Today we explore AI application architecture in detail, learning to identify resources and understand how components work together to create intelligent applications.

  • Common patterns in AI application architecture
  • How to identify and categorize Azure resources in an architecture diagram
  • The Retrieval Augmented Generation (RAG) pattern
  • How data flows through an AI application

Before diving in, review these resources:

  1. 📘 Azure OpenAI Architecture Patterns - Baseline architecture for OpenAI applications
  2. 📘 RAG Pattern Guide - Comprehensive RAG implementation guide
  3. 🔗 Azure Architecture Center - AI - Collection of AI architecture patterns

Let’s deconstruct a typical AI application architecture into its key components:

Purpose: How users interact with your application

Common Azure Services:

  • Azure Static Web Apps: For React/Angular/Vue frontends
  • Azure App Service: For server-rendered applications
  • Azure Container Apps: For containerized frontends

What it Does:

  • Renders UI
  • Captures user input
  • Displays AI responses
  • Manages session state

Purpose: Entry point and traffic management

Common Azure Services:

  • Azure API Management: Full-featured API gateway
  • Azure Application Gateway: Load balancing with WAF
  • Azure Front Door: Global routing and CDN

What it Does:

  • Rate limiting
  • Authentication/Authorization
  • Request routing
  • Caching
  • Monitoring

Purpose: Business logic and orchestration

Common Azure Services:

  • Azure Functions: Event-driven, serverless compute
  • Azure Container Apps: Containerized microservices
  • Azure App Service: Full web application hosting
  • Azure Kubernetes Service (AKS): Enterprise container orchestration

What it Does:

  • Process requests
  • Orchestrate AI calls
  • Implement business rules
  • Handle errors and retries
  • Manage workflows

Purpose: Intelligence and cognitive capabilities

Common Azure Services:

  • Azure OpenAI Service: GPT models for generation
  • Azure AI Services: Vision, speech, language understanding
  • Azure Machine Learning: Custom model training and deployment

What it Does:

  • Natural language understanding
  • Text generation
  • Embeddings creation
  • Image analysis
  • Speech recognition/synthesis

Purpose: Store and retrieve information

Common Azure Services:

  • Azure AI Search: Vector and hybrid search
  • Azure Cosmos DB: NoSQL database for documents
  • Azure SQL Database: Relational data
  • Azure Storage: Blobs, files, tables
  • Azure Cache for Redis: Fast data caching

What it Does:

  • Store product catalogs
  • Index content for search
  • Cache frequent queries
  • Manage user sessions
  • Store conversation history

Purpose: Track performance and issues

Common Azure Services:

  • Azure Monitor: Comprehensive monitoring
  • Application Insights: Application performance
  • Log Analytics: Centralized logging
  • Azure Managed Grafana: Visualization dashboards

What it Does:

  • Track API calls
  • Monitor costs
  • Alert on errors
  • Visualize metrics
  • Trace requests

Retrieval Augmented Generation (RAG) is the most common pattern for enterprise AI applications.

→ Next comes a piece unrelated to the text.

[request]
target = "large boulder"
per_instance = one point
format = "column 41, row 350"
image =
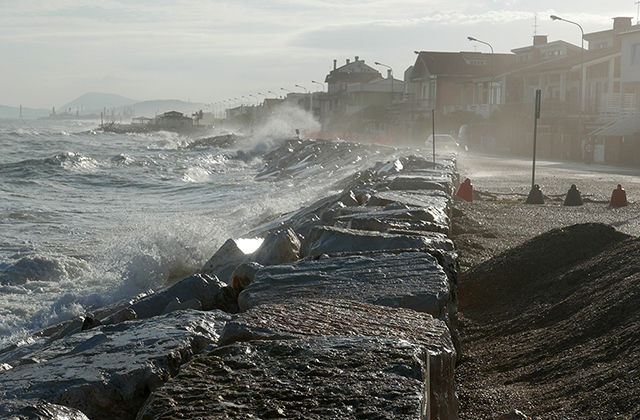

Let’s break it down:

User Query
1. Query Processing
2. Embedding Generation (Azure OpenAI)
3. Vector Search (Azure AI Search)
4. Context Retrieval (Top-K relevant documents)
5. Prompt Construction (Query + Context)
6. LLM Generation (Azure OpenAI GPT)
Response to User

Without RAG: LLMs only know what they were trained on (limited, potentially outdated)

With RAG: LLMs can access your specific data (current, relevant, accurate)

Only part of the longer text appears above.